En effet, les profils (identité et proportion relative de différents isomères) en AGT sont très différents entre les AGT d’origine animale et les AGT d’origine industrielle, ce qui leur confère des propriétés biologiques distinctes.
En revanche, les compléments alimentaires constitués par des acides linoléiques conjugués produits chimiquement sont fortement déconseillés par le CSS.
Comment remplacer?
Supprimer, ou tout du moins réduire considérablement les teneurs en acides gras trans de notre alimentation est aujourd’hui possible, car il existe des alternatives dans le choix technologique des graisses. Cependant, ce choix doit être bien raisonné. À ce sujet, le CSS insiste sur l’importance de remplacer les AGT par des huiles ou graisses ne contenant pas une proportion élevée de certains AGS (palmitique, myristique et laurique). Une consommation importante de ces AGS entraîne, en effet, l’élévation du LDL cholestérol et in fine du risque cardio-vasculaire. Les meilleures options consistent à remplacer les AGT par des huiles ou graisses riches en AGI de type cis (par ex., l’acide oléique de l’huile d’olive) ou en acide stéarique (rapidement converti en acide oléique).
Maximum 2 g par 100 g
Suivant l’exemple du Danemark, certains pays (Autriche, Suisse, Afrique du Sud, Islande, etc.) et certains états ou villes des Etats-Unis (par ex. New York) ont décidé de bannir les AGT d’origine industrielle. Dans d’autres pays (par ex. Pays-Bas et Royaume-Uni), les industriels ont pris les devants et ont fortement réduit la concentration d’AGT. Enfin, d’autres pays encore (comme le Canada) ont exigé que l’étiquetage des aliments indique clairement le contenu en AGT.
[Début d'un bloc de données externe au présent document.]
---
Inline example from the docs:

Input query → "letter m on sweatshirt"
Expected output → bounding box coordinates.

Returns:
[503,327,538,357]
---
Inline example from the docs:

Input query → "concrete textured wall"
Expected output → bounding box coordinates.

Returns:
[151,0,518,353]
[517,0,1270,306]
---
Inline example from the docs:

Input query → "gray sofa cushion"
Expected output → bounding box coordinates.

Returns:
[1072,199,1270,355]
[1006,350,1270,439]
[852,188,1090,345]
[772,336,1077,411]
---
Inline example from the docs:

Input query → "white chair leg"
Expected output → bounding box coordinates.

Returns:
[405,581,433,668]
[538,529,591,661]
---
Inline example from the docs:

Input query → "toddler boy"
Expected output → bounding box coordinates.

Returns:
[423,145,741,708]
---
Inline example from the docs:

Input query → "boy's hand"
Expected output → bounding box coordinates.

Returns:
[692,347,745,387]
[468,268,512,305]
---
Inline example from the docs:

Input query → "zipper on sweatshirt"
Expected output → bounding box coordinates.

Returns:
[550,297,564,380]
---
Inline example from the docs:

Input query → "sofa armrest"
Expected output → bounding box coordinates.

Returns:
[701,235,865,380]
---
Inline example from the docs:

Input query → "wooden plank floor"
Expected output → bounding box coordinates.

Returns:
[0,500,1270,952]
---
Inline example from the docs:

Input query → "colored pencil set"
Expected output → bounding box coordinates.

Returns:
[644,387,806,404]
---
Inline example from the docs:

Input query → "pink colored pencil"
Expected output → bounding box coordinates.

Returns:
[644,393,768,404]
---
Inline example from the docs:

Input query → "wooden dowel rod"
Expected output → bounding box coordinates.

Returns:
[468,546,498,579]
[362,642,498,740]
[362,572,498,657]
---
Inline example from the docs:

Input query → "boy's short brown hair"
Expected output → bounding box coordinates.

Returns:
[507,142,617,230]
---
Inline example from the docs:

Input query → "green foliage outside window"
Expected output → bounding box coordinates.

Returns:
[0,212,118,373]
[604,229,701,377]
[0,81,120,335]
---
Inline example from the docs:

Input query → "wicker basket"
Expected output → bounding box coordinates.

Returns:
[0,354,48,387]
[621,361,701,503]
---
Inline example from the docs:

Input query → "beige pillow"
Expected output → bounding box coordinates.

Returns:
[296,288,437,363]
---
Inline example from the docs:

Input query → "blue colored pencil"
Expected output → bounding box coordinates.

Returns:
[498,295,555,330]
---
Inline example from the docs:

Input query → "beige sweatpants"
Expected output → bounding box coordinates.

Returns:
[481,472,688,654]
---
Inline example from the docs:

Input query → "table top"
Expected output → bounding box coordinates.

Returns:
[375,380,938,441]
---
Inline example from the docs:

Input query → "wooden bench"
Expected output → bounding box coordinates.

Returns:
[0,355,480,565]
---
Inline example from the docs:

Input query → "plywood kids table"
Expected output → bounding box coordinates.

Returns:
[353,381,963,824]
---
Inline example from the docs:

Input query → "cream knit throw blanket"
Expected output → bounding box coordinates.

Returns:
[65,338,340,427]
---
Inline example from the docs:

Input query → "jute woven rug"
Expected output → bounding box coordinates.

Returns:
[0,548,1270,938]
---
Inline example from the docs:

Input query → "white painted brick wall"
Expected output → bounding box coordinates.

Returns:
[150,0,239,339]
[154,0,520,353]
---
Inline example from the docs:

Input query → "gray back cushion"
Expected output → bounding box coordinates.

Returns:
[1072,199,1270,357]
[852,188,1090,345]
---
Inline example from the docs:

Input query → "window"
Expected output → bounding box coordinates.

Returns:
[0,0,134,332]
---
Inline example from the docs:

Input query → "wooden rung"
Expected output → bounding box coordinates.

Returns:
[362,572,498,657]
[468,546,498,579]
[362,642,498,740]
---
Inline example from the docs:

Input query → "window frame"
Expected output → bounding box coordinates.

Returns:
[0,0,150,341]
Selon le CSS, une législation contraignante semble la plus efficace et les répercussions économiques liées à la quasi disparition des acides gras trans d’origine industrielle semblent réduites, au travers de ces différentes expériences étrangères. Les experts plaident par conséquent pour l’interdiction de la vente d’aliments contenant plus de 2 g d’acides gras trans industriels par 100 g d’huile ou de graisse, ce qui permettrait de limiter leur apport à < 1% des apports énergétiques totaux.
Le CSS recommande également une actualisation des données analytiques belges sur la teneur en acides gras trans dans les denrées alimentaires. Il propose également de considérer les acides linoléiques conjugués (CLA) naturels de manière spécifique, leurs effets étant vraisemblablement très particuliers par rapport aux effets des AGT mono-insaturés ou non conjugués.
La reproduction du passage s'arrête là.